If you want to know anything about snails, ask Lupin. He's our snail expert.


----------



## Kilope

Well, thanks for all the advice, but I think I'm going to return the snail. 
The poor thing just seems miserable (I'm not even 100% sure it's alive, because it's very slight movements around the tank may just be from Ro nudging his shell).

I've moved it into a Ziplock container with some of the tank water, and I'm going to put in some lettuce in an hour or two. 

I suppose it's for the better, I'm pretty sure I can't take the snail across the border with me when I go to school.

But thanks anyways guys!


----------



## dr2b

Ohh trust me - you would know if it was dead. It would smell HORRBILE if it was dead. You'd know immediately!


----------



## Kilope

Good to know. The snail is definately still alive. I caught it pulling back into his shell.
I'm still pretty sure I'll return it however, I don't think my tank is going to support a happy and healthy snail.


----------



## dramaqueen

Yeah,I've heard that dead snails smell REALLLLLYYY disgusting!! Eeuuuwwww!!!


----------



## dr2b

They do - it is really really REALLY bad. It like sticks to your nose lol. It is amazing how fast they decompose.


----------



## dramaqueen

EEEUUWW! lol


----------



## Lupin

dramaqueen said:


> Yeah,I've heard that dead snails smell REALLLLLYYY disgusting!! Eeuuuwwww!!!

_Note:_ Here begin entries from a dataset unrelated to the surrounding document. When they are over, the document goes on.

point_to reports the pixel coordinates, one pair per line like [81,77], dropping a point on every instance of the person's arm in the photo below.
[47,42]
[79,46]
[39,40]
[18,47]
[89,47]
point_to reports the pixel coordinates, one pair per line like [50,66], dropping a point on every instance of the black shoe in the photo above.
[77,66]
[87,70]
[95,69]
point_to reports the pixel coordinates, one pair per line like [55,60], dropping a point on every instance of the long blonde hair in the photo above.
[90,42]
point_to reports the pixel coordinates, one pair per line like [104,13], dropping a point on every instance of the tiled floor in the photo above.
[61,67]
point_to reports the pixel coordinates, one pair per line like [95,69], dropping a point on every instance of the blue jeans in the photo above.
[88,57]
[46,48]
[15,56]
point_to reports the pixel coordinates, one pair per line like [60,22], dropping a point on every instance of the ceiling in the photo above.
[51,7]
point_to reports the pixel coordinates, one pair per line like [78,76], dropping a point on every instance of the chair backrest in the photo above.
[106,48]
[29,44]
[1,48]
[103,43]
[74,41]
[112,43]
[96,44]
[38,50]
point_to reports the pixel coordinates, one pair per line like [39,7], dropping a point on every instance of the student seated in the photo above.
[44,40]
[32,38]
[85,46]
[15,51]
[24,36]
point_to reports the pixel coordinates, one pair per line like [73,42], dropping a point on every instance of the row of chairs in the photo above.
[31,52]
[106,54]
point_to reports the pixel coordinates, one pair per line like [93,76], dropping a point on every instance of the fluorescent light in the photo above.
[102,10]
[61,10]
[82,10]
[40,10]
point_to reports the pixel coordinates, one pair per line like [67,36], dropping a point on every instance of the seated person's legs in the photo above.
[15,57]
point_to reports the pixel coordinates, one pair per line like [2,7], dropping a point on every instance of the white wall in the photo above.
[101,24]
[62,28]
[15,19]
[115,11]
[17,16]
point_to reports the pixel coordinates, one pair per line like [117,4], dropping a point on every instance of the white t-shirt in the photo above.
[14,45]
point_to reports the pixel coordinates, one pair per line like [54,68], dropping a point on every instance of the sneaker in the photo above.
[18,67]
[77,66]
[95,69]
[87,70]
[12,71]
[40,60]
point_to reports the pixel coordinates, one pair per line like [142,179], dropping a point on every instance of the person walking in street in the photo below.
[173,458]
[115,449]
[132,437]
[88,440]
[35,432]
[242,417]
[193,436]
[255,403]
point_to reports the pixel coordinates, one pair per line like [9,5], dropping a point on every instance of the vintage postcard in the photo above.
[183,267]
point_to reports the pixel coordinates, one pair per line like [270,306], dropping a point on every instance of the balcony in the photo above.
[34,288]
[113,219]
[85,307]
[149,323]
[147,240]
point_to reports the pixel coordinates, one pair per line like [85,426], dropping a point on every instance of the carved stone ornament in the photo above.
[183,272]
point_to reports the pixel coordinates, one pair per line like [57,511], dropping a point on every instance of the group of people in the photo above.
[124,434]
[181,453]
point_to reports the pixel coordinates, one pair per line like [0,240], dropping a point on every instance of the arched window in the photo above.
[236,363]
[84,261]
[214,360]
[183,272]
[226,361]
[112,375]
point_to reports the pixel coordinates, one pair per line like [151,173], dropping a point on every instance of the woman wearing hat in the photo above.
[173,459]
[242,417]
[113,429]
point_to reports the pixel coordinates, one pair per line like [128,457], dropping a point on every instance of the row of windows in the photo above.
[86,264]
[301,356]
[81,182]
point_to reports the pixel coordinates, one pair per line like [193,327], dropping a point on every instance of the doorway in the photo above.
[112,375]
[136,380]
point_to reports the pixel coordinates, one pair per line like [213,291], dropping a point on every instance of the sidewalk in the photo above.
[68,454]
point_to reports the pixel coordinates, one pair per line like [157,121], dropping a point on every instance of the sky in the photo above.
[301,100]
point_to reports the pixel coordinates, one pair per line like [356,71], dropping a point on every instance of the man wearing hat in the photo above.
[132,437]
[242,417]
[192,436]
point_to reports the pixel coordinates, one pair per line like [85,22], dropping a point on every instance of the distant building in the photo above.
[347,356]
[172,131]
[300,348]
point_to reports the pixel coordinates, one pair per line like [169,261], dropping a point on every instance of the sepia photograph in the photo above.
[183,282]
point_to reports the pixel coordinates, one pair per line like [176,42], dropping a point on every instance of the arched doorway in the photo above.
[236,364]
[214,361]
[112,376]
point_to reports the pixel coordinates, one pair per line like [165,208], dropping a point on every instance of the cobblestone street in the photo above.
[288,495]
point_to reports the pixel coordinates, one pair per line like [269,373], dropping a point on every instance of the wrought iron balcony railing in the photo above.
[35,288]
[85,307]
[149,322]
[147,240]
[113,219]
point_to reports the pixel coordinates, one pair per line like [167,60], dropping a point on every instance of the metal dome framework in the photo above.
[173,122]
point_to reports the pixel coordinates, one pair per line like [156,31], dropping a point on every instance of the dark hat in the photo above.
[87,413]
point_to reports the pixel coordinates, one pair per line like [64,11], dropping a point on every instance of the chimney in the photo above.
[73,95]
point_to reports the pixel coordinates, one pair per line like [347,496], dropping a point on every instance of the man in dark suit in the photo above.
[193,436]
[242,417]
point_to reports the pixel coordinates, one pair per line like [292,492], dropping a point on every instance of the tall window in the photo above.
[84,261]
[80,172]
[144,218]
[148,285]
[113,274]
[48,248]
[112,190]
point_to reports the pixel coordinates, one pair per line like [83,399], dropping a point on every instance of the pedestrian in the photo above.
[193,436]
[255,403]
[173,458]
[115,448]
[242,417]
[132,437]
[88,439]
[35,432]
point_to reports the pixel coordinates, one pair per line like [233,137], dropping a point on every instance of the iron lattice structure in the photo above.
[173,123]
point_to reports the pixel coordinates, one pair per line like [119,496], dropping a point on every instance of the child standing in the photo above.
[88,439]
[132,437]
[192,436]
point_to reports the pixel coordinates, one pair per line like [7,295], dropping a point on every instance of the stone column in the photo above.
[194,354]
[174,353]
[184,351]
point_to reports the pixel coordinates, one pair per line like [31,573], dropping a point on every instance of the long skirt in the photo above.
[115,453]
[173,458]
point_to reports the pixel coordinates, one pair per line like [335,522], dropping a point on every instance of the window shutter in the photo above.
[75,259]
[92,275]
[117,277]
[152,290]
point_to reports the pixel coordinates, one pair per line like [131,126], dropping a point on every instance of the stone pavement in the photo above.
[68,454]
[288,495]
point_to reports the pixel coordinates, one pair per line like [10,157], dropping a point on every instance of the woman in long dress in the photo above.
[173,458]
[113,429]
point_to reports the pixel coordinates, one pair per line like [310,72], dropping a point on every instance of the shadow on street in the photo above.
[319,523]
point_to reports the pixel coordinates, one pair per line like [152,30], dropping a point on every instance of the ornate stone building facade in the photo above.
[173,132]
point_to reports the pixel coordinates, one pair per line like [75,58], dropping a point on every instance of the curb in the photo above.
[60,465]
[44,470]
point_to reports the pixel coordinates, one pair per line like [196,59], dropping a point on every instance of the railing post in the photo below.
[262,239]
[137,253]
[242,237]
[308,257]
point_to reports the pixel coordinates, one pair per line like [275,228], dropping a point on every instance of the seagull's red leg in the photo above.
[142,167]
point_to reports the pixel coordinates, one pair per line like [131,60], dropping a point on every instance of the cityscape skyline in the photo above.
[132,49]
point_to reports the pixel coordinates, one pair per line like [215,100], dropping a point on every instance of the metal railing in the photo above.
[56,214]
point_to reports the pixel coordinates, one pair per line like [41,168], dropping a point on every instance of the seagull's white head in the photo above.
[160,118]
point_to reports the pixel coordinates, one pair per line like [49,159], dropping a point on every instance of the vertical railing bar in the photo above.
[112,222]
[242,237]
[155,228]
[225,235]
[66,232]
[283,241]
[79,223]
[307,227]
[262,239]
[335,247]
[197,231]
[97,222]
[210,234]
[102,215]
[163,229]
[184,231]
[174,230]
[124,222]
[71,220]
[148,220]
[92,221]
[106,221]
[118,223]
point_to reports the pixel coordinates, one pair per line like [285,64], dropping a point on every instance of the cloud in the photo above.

A dozen dead snails in a tub is worse than garbage.:lol:


----------



## dramaqueen

I could imagine!! lol


----------



## Ilovemyshiny

ive always liked snails, always wanted them. when i was little i caught a realllyy big one and had it for like a year and ahalf. now my bf wont let me get any for any of my tanks. because apparently they take over the tank and you can NEVER get rid of them....soo lupin if you want to let me know some good snails i could check into getting.....


----------